Columnas

El nuevo mundo

La elección de Lasso transmitió seguridad al mundo y esperanza entre los ecuatorianos, dejando atrás los discursos vacíos del socialismo del siglo XXI, que no aportaron a la prosperidad ni a la solución de la pandemia. Ecuador se ha convertido en un territorio de oportunidades para los inversionistas mientras el resto de los países de la región muestran gobiernos inestables.

No obstante esa ventaja, es importante tomar conciencia de que enfrentamos un mundo diferente. Muchos negocios no van a retornar a la afluencia prepandemia. Los hábitos de los consumidores cambiaron por las experiencias que tuvimos desde el 2020, tanto en la forma de comprar, como por las afectaciones sicológicas generadas por el uso de protocolos de bioseguridad.

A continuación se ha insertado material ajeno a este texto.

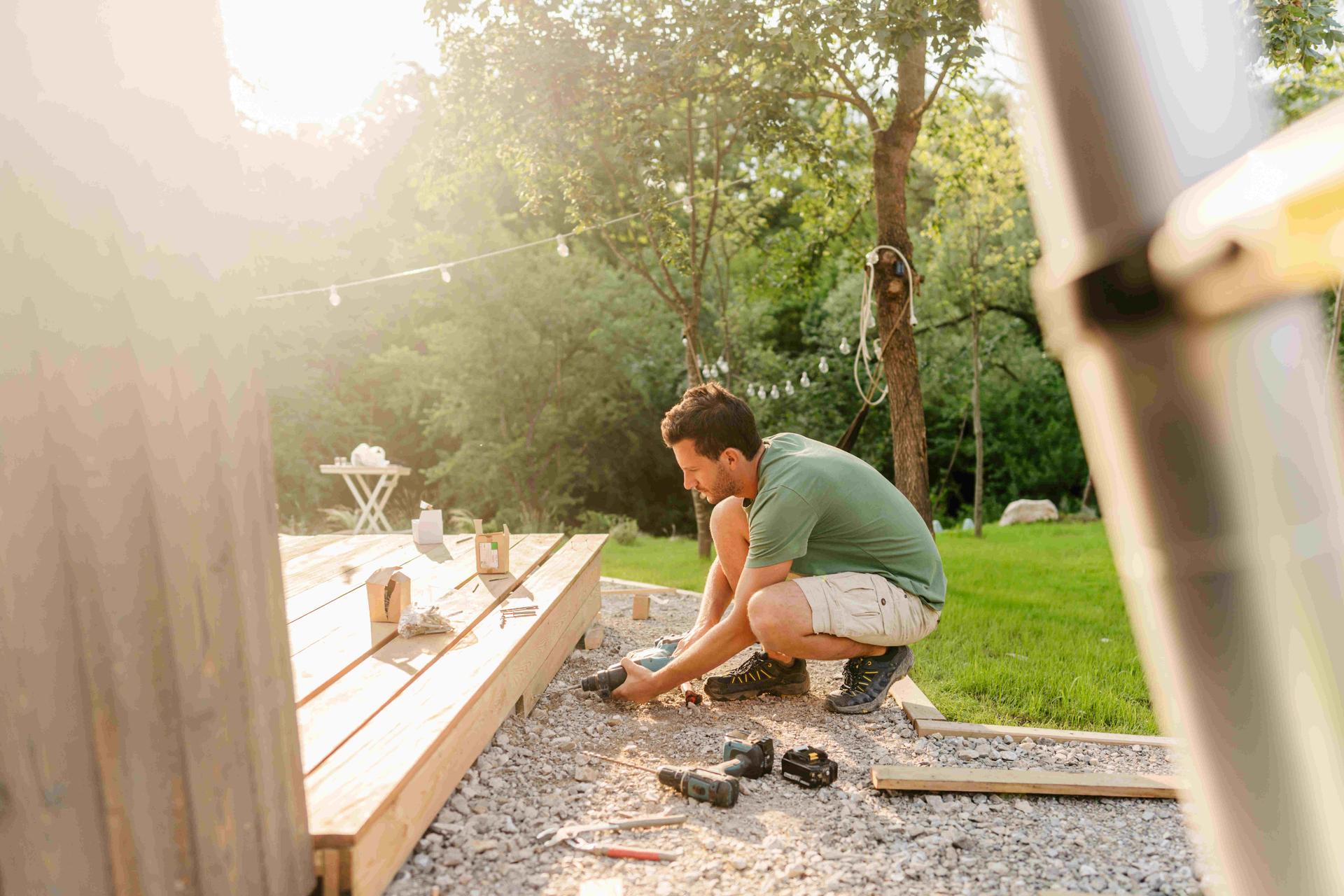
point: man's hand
(638, 682)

Un desafío para considerar en los planes de negocios.

Es una época en la que dejamos atrás las instituciones. Las criptomonedas son una salida al control gubernamental de las monedas. DeFi es un escape a Wall Street. Las redes sociales y el streaming son reacciones a los medios de comunicación tradicionales. La educación en casa es una opción ante la educación industrial. El teletrabajo se declara en rebeldía frente a los horarios de trabajo ordinarios. Y así sucesivamente en todos los campos.

La globalización irrespetó las fronteras, y en ese sentido, tenemos que orientar esfuerzos para facilitar el comercio electrónico, el arbitraje internacional, la suscripción de acuerdos comerciales y la atracción efectiva de inversores para crear empleo adecuado.

Es un reto liderar en momentos extraordinarios de transformación. Se requiere un talento especial para innovar e impulsar una economía sostenible, pero si lo logramos seremos potencia.

La Organización Mundial del Comercio afirma que la prioridad para la reactivación es la vacunación. El sector privado está haciendo su parte: donando y aportando conocimiento práctico en la campaña del fideicomiso Unidos por Ecuador. El futuro de un país depende del trabajo en equipo. Al final, todos somos socios.